Arabic Named Entity Translation Lexicon Corpus


This dataset contains Named Entities extracted from newswire and wikipedia articles parallel corpus
It is described in the paper 

Dudley North visits North London: Learning When to Transliterate to Arabic. Mahmoud Azab, Houda Bouamor, 
Behrang Mohit and Kemal Oflazer. In proceedings of The 2013 Conference of the North American Chapter of the 
Association for Computational Linguistics: Human Language Technologies (NAACL/HLT 2013), Atlanta, USA, June 2013.

and can be downloaded at 

 http://www.qatar.cmu.edu/~behrang/NETLexicon/

This dataset is licensed under a Creative Commons Attribution-ShareAlike 3.0 Unported License (see LICENSE).


The dataset is divided into 2 categories each category has both training and testing files:

	-Training.wiki.txt: it contains the NEs extracted from wikipedia articles that we used for training the classifier.
	-Testing.wiki.txt: it contains the NEs extracted from wikipedia articles that we used for testing the classifier.
	-Training.news.txt: it contains the NEs extracted from newswire parallel corpus that we used for training the classifier.
	-Testing.news.txt: it contains the NEs extracted from newswire parallel corpus that we used for testing the classifier.

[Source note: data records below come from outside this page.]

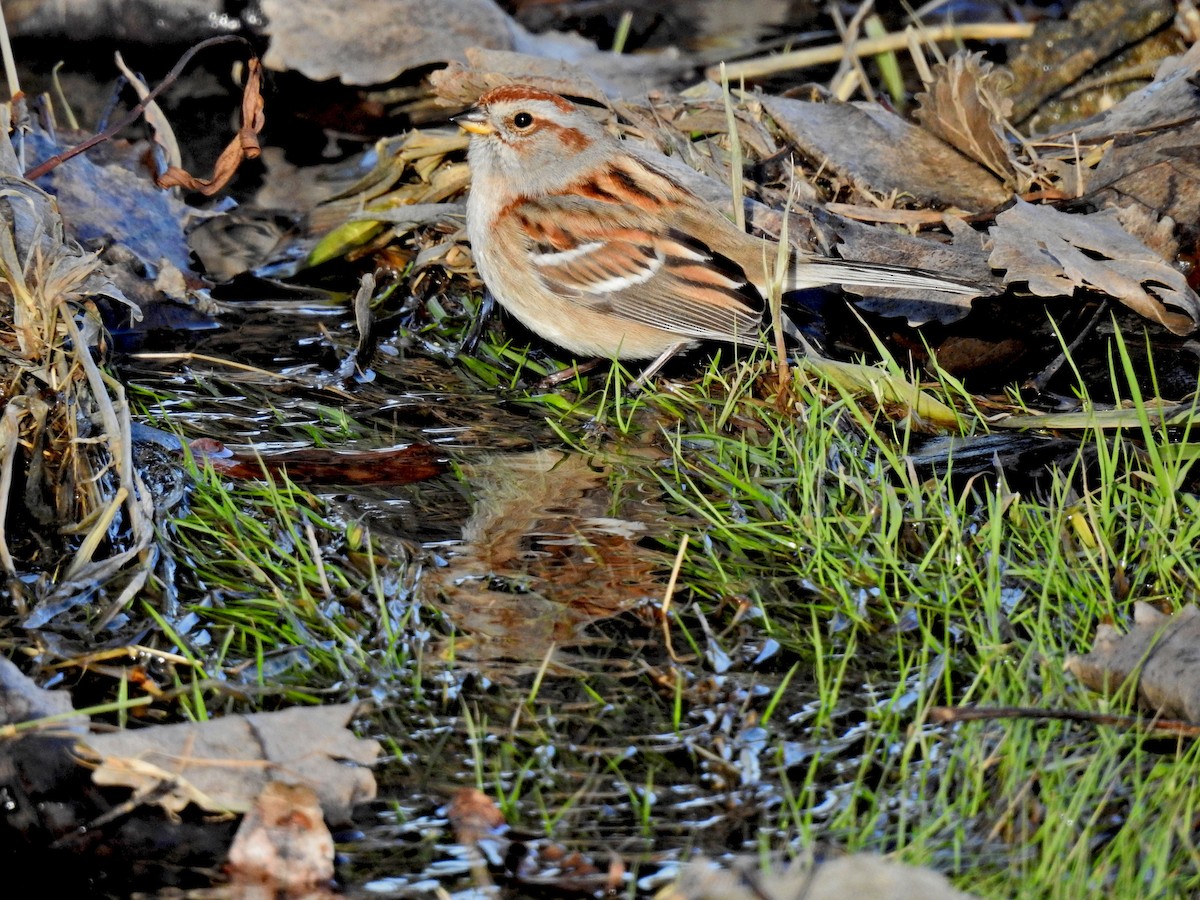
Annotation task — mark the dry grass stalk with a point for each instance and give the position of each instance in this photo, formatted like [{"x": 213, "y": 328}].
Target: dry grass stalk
[{"x": 75, "y": 510}]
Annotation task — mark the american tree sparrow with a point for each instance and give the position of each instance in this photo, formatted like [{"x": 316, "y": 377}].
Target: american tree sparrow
[{"x": 599, "y": 251}]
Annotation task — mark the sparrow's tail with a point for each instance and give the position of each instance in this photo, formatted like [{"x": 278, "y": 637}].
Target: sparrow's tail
[{"x": 816, "y": 273}]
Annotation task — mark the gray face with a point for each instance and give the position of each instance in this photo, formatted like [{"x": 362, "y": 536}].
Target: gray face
[{"x": 533, "y": 143}]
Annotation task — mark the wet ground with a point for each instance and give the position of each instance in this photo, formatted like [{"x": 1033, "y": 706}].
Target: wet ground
[{"x": 539, "y": 665}]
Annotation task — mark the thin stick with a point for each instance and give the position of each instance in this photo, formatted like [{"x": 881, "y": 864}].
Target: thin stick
[
  {"x": 10, "y": 63},
  {"x": 131, "y": 117}
]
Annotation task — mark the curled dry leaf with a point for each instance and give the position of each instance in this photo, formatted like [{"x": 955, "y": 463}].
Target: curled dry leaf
[
  {"x": 373, "y": 43},
  {"x": 857, "y": 875},
  {"x": 883, "y": 154},
  {"x": 243, "y": 147},
  {"x": 283, "y": 840},
  {"x": 222, "y": 765},
  {"x": 1161, "y": 652},
  {"x": 1055, "y": 253},
  {"x": 965, "y": 107}
]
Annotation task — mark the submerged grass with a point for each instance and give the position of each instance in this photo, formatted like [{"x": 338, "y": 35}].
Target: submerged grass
[{"x": 829, "y": 594}]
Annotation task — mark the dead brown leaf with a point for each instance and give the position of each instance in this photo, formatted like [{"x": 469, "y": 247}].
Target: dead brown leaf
[
  {"x": 1055, "y": 253},
  {"x": 859, "y": 875},
  {"x": 965, "y": 106},
  {"x": 222, "y": 765},
  {"x": 372, "y": 43},
  {"x": 1161, "y": 652},
  {"x": 883, "y": 154},
  {"x": 473, "y": 815},
  {"x": 243, "y": 147},
  {"x": 283, "y": 840}
]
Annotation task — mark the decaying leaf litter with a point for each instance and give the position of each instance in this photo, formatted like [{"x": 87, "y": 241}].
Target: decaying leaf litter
[{"x": 787, "y": 577}]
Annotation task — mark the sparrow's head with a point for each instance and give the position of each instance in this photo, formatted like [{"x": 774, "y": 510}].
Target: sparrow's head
[{"x": 533, "y": 138}]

Each data file consists of 1 line per NE; each line has the following format


[ID]	[English NE]	[Arabic NE]	[NE label]	[Tokens decision] [Freeman score]

	- [ID]: It is the ID of the NE we collected from the corpus
	- [English NE]: The English NE tokens
	- [Arabic NE]: The corresponding Arabic NE tokens (UTF-8 encoding) 
	- [NE label]: The NE tag generated by the NE tagger (PERSON, ORGANIZATION, LOCATION or MISC)
	- [Tokens decision]: The decision of every single token in the NE wether it's 0 (translate) or 1 (transliterate)
	- [Freeman score]: The freeman score of every single token in the NE with its corresponding arabic one


For example:
	13296	  Nuker Team	فريق نوكر	ORGANIZATION	1 0	0.6 0.166666666666667	
	
	- [ID] --> 13296
	- [English NE] --> Nuker Team
	- [Arabic NE]-->  فريق نوكر
	- [NE label] --> ORGANIZATION
	- [Tokens decision] --> 1 0   (1 = transliterate 'Nuker', 0 = translate 'Team')
	- [Freeman score]: 0.6 0.166666666666667 ( 0.6 = Freeman score between 'Nuker/نوكر' , 
						0.166666666666667 = Freeman score between 'Team/فريق' )


For more info about the scores, please check the following publication: 

A.T. Freeman, S.L. Condon, and C.M. Ackerman. 2006. Cross linguistic name matching in English and Arabic: 
a one to many mapping extension of the Levenshtein edit distance algorithm. In Proceedings of NAACL/HLT.